In this case aromatic means a ring of atoms where there is electron sharing among all the members of the ring.
They're called aromatic rings because before they understood the structure, they grouped them by their behavior, and the aromatics contain a lot of volatile organics like benzene, toluene, phenol, which have strong odors.
Massive molecule with a lithium salt on every silicon atom. It's not going to have basically any vapor pressure and thus effectively no aroma unless there are breakdown products
Even if it were volatile, you likely wouldn't be able to smell it. The olfactory sense is complicated and weird, and targeted at organic chemistry. You can smell a few inorganic things (notably, elemental osmium, whose name literally means "smell" because that's so unusual), but your receptors are unlikely to trigger for anything that far removed.

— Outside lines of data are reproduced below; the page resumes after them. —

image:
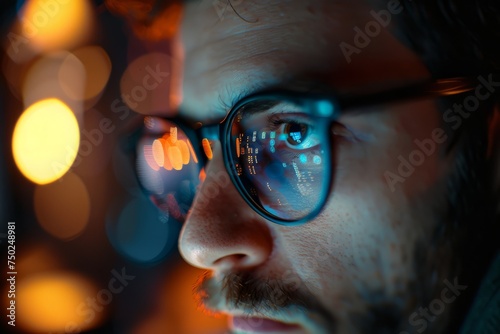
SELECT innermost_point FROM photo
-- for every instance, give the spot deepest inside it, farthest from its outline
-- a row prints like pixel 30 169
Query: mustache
pixel 244 291
pixel 253 295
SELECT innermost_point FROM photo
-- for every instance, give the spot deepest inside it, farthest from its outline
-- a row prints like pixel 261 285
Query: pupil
pixel 296 132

It is organic; it's mostly carbon. The presence of a metal atom doesn't make it inorganic. To be inorganic it has to have no carbons (or at least, not in the backbone of the molecule).
Plain cyclopentadiene is way stronger smelling than any of those.
Also dicyclopentadiene which is a higher-"boiling" dimer which often serves as a source of cyclopentadiene by thermal breakdown. The DCPD solidifies at lower room temperatures. It also spontaneously decomposes to an extent so what you are smelling is probably the CPD anyway.
General agreement technically is that DCPD is some nasty-smelling shit, one drop on your foot and the shoes are staying outside for the night :\
Interestingly, in very low concentrations it is used in some fragrances as a once-secret ingredient.